Chief Justice Roberts's decision had two aspects I wish to highlight:
First, I want to highlight the Chief Justice's legal history of the Alaska National Interest Lands Conservation Act (ANILCA), which a thorough search leads me to conclude is the first of its kind. This will be the go-to judicial opinion for Alaska history buffs. It covers the U.S.'s acquisition of Alaska, Alaska statehood, and the "Great Denali-McKinley Trespass." Details of the trespass, which brought to mind the recent Bundy protests, are too good not to include:
President Carter’s actions were unpopular among many Alaskans, who were concerned that the new monuments would be subject to restrictive federal regulations. Protesters demonstrated in Fairbanks, and more than 2,500 Alaskans participated in the “Great Denali-McKinley Trespass.” The goal of the trespass was to break over 25 Park Service rules in a two-day period—including by camping, hunting, snowmobiling, setting campfires, shooting guns, and unleashing dogs. During the event, a “rider on horseback, acting the part of Paul Revere, galloped through the crowd yelling, ‘The Feds are coming! The Feds are coming!’” N. Y. Times, Jan. 15, 1979, p. A8; Anchorage Daily News, Jan. 15, 1979, pp. 1–2.
Sturgeon v. Frost, No. 14–1209, slip op. at 4 (U.S. Mar. 22, 2016).Second, I want to highlight a citation to case law made by the Chief Justice. The Chief Justice only relied on one case to arrive at his holding. (He made reference to two other cases in describing the parties' arguments.) Here is the citation:
Statutory language “cannot be construed in a vacuum. It is a fundamental canon of statutory construction that the words of a statute must be read in their context and with a view to their place in the overall statutory scheme.” Roberts v. Sea-Land Services, Inc., 566 U. S. ___, ___ (2012) (slip op., at 6) (internal quotation marks omitted).
Sturgeon v. Frost, No. 14–1209, slip op. at 13 (U.S. Mar. 22, 2016).

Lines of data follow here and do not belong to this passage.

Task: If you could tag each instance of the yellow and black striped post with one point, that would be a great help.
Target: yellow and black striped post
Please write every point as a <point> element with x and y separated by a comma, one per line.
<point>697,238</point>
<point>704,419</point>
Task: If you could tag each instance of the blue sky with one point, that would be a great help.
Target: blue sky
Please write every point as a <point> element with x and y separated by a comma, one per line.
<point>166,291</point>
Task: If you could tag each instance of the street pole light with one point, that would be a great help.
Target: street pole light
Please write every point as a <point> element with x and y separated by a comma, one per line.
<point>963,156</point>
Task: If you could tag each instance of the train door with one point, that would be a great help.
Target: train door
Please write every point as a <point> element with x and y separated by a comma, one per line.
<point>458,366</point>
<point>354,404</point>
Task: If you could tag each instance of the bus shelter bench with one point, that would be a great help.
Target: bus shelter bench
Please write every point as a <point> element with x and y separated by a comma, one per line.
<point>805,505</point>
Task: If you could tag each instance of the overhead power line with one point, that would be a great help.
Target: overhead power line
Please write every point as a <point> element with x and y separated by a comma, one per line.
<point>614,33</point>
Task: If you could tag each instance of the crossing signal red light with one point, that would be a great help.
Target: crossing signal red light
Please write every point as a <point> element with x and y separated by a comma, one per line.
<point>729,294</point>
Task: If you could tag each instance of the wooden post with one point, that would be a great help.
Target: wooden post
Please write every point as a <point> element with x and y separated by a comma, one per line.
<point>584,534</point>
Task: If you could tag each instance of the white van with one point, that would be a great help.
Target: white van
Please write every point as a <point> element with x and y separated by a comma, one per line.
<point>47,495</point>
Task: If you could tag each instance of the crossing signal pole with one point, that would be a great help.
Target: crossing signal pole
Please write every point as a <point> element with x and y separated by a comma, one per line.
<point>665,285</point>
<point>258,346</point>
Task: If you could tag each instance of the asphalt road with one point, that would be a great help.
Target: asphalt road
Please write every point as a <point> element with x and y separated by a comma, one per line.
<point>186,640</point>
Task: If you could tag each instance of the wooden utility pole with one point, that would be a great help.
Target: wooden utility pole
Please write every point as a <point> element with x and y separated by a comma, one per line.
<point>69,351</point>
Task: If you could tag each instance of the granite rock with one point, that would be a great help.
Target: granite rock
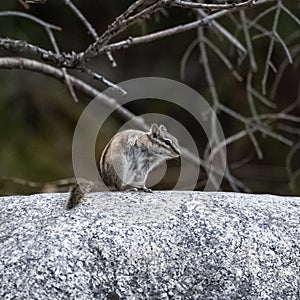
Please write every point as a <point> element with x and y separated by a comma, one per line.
<point>164,245</point>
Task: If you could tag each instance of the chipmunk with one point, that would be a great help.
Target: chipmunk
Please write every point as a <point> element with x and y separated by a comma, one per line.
<point>128,158</point>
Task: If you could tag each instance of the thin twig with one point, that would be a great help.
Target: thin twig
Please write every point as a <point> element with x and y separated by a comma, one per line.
<point>83,19</point>
<point>30,17</point>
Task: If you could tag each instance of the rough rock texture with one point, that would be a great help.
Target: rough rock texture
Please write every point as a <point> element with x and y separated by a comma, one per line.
<point>165,245</point>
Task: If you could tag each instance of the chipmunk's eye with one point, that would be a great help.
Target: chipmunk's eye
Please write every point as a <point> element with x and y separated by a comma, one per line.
<point>167,142</point>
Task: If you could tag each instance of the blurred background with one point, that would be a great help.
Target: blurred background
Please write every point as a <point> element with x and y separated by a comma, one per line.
<point>38,116</point>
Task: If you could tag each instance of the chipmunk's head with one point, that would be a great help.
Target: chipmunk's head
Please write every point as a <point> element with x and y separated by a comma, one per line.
<point>163,143</point>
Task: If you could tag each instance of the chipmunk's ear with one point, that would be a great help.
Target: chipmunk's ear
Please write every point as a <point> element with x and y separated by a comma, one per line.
<point>154,130</point>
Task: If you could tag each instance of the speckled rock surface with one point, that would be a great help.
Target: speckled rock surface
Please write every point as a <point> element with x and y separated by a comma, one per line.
<point>165,245</point>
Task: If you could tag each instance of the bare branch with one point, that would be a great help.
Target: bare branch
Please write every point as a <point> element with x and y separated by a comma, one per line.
<point>83,19</point>
<point>30,17</point>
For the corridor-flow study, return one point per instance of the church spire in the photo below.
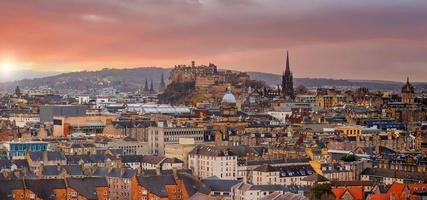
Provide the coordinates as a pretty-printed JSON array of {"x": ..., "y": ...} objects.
[
  {"x": 146, "y": 85},
  {"x": 287, "y": 63}
]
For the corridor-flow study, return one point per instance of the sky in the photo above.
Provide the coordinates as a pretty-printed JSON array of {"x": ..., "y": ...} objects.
[{"x": 342, "y": 39}]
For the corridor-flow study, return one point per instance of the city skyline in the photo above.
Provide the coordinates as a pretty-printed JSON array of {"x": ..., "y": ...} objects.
[{"x": 326, "y": 39}]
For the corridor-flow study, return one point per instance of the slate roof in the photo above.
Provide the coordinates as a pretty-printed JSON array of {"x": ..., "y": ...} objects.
[
  {"x": 287, "y": 171},
  {"x": 193, "y": 185},
  {"x": 73, "y": 170},
  {"x": 49, "y": 155},
  {"x": 87, "y": 186},
  {"x": 101, "y": 172},
  {"x": 6, "y": 187},
  {"x": 133, "y": 123},
  {"x": 157, "y": 184},
  {"x": 395, "y": 173},
  {"x": 211, "y": 151},
  {"x": 98, "y": 158},
  {"x": 44, "y": 188},
  {"x": 7, "y": 164},
  {"x": 132, "y": 158},
  {"x": 315, "y": 178},
  {"x": 275, "y": 161},
  {"x": 220, "y": 185},
  {"x": 51, "y": 170}
]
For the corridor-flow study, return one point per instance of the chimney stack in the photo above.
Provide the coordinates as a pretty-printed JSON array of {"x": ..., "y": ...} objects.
[{"x": 158, "y": 171}]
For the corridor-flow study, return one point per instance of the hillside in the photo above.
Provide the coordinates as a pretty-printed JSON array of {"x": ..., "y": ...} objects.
[{"x": 133, "y": 79}]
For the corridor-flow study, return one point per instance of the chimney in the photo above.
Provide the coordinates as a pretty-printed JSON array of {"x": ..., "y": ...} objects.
[
  {"x": 175, "y": 173},
  {"x": 5, "y": 173},
  {"x": 158, "y": 171},
  {"x": 17, "y": 173},
  {"x": 45, "y": 156}
]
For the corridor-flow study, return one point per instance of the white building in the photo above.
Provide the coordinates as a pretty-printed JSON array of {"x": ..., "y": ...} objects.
[
  {"x": 207, "y": 161},
  {"x": 158, "y": 137},
  {"x": 245, "y": 191},
  {"x": 22, "y": 119}
]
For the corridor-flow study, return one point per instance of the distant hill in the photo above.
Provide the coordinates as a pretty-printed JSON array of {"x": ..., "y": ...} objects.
[
  {"x": 274, "y": 79},
  {"x": 134, "y": 78}
]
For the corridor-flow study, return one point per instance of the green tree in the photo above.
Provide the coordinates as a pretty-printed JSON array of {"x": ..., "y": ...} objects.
[
  {"x": 349, "y": 158},
  {"x": 321, "y": 191}
]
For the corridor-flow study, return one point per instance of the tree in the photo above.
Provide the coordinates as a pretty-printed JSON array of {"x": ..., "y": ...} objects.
[
  {"x": 321, "y": 191},
  {"x": 301, "y": 89},
  {"x": 348, "y": 158},
  {"x": 17, "y": 91}
]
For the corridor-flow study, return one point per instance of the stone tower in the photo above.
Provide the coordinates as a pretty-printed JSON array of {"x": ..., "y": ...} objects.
[
  {"x": 287, "y": 81},
  {"x": 408, "y": 92},
  {"x": 162, "y": 83}
]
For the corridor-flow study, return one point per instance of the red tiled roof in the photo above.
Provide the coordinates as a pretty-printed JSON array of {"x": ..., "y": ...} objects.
[
  {"x": 378, "y": 197},
  {"x": 338, "y": 192},
  {"x": 417, "y": 187},
  {"x": 356, "y": 192}
]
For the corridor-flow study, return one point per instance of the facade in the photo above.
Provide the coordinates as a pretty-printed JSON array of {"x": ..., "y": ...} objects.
[
  {"x": 287, "y": 81},
  {"x": 47, "y": 112},
  {"x": 158, "y": 137},
  {"x": 207, "y": 161},
  {"x": 19, "y": 149},
  {"x": 245, "y": 191},
  {"x": 286, "y": 175}
]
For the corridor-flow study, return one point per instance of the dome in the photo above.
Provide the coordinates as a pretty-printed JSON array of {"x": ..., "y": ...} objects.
[
  {"x": 228, "y": 97},
  {"x": 408, "y": 88}
]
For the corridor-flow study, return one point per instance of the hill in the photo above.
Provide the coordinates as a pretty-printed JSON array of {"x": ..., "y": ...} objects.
[{"x": 134, "y": 78}]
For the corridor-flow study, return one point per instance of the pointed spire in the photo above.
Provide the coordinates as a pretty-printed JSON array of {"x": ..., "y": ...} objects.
[
  {"x": 162, "y": 82},
  {"x": 146, "y": 85},
  {"x": 287, "y": 62},
  {"x": 151, "y": 86}
]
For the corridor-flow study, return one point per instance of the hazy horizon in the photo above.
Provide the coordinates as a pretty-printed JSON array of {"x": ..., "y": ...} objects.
[
  {"x": 32, "y": 74},
  {"x": 364, "y": 39}
]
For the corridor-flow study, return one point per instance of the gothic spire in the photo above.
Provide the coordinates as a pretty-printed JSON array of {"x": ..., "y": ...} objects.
[
  {"x": 146, "y": 85},
  {"x": 287, "y": 62},
  {"x": 151, "y": 86}
]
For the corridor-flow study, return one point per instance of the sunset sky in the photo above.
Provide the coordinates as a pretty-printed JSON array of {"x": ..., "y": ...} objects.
[{"x": 359, "y": 39}]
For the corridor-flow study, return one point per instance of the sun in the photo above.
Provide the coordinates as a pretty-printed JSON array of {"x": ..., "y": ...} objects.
[{"x": 6, "y": 67}]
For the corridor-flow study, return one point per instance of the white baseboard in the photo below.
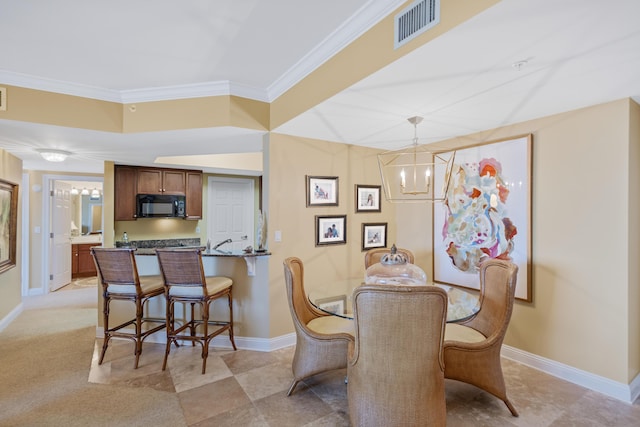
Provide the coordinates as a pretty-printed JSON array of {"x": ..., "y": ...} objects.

I thought this was an interesting case to cite because it also involves an injury occurring at an Alaska marine terminal. Perhaps it was a coincidence, but he could have cited any number of cases for the same language. By citing to so few cases and relying on a case that occurred in Alaska, the Chief Justice nicely reinforces the opinion's theme of Alaskan exceptionalism.